July 2021 Market RecapBy Clint Edgington
Posted on August 5th, 2021
The continuation of the re-opening of the U.S. continues to show the health of the U.S. economy even while dealing with various supply chain issues. The Fed continues to be accommodative and yields on the 10 year treasury continued their recent decline.
As such, U.S. equity markets continued their positive streak in July.
However, the positive returns the overall market returned, masks divergences within different sectors and size. Yes, the economy is very healthy. The emergence of the Delta variant has, however, created uncertainty as to ramifications of potential future partial restrictions.
U.S. case counts are back on the rise. With 49% of our population vaccinated, it appears that deaths are still benign – but will almost certainly rise in the short term. This “average” hides many nuances that could create economic issues however; vaccination rates vary widely by location, deaths lag case counts, etc. Local vaccination rates appear to drive local impacts; and industries with a geographic concentration may be hit harder than typical industries and affect general supply chains.

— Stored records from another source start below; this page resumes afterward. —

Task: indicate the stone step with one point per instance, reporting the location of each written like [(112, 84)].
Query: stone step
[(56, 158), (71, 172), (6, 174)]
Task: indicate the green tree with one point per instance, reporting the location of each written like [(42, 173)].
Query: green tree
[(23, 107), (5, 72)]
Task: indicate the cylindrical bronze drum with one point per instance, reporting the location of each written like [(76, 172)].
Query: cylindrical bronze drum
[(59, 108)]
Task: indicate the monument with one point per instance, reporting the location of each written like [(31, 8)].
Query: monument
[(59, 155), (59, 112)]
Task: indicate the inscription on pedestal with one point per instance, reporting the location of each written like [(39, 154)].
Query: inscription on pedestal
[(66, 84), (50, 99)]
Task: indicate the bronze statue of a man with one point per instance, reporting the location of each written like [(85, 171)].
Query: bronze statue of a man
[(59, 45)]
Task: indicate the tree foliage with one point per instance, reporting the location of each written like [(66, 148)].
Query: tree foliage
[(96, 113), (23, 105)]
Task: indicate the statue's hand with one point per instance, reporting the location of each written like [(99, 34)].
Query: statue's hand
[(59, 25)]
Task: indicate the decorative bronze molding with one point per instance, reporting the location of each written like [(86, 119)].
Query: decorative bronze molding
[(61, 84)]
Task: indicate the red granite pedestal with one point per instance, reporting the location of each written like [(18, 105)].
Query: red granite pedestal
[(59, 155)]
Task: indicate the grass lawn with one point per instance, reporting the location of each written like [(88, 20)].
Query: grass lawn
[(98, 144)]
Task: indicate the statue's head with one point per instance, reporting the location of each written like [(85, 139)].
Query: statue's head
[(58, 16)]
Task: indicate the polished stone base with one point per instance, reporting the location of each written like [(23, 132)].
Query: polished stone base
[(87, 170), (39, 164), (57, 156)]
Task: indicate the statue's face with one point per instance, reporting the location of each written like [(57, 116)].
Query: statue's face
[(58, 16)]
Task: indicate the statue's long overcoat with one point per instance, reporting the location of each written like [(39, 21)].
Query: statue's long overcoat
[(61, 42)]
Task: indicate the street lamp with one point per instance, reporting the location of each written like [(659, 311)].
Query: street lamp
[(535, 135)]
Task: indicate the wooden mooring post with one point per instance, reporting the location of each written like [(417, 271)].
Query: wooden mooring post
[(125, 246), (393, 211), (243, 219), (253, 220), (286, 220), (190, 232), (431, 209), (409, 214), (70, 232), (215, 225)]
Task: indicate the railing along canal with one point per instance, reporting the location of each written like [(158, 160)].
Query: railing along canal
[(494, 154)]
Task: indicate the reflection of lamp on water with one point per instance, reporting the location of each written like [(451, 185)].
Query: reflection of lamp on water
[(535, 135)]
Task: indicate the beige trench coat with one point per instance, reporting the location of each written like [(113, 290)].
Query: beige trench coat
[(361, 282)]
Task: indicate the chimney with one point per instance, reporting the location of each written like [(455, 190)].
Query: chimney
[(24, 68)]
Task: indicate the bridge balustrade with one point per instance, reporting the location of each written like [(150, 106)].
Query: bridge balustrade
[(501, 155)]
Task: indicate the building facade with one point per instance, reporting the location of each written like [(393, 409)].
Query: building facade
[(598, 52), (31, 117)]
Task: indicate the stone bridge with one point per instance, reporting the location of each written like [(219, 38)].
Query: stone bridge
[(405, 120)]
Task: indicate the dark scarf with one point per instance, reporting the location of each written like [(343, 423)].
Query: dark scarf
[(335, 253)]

When we peel back layers of the market; it seems as though the market is predicting overall economic growth but a mini-replay of the initial COVID trade; with technology and growth companies (i.e. Zoom) doing very well, but old line companies (i.e. Value) that have higher odds of being impacted, not doing as well. Smaller companies without resources to adapt, do poorly. As I write this, I’m not confident in that interpretation and it will be interesting to see if it continues.
Foreign markets, while performing better than last month, continue to underperform U.S. Equities due to the re-opening; as global vaccination rates are much lower (15%). Important to the analysis of our global supply chain is the fact that low income countries, on average, only have a 1.5% vaccination rate. Continued supply chain shocks should be expected in the foreseeable future.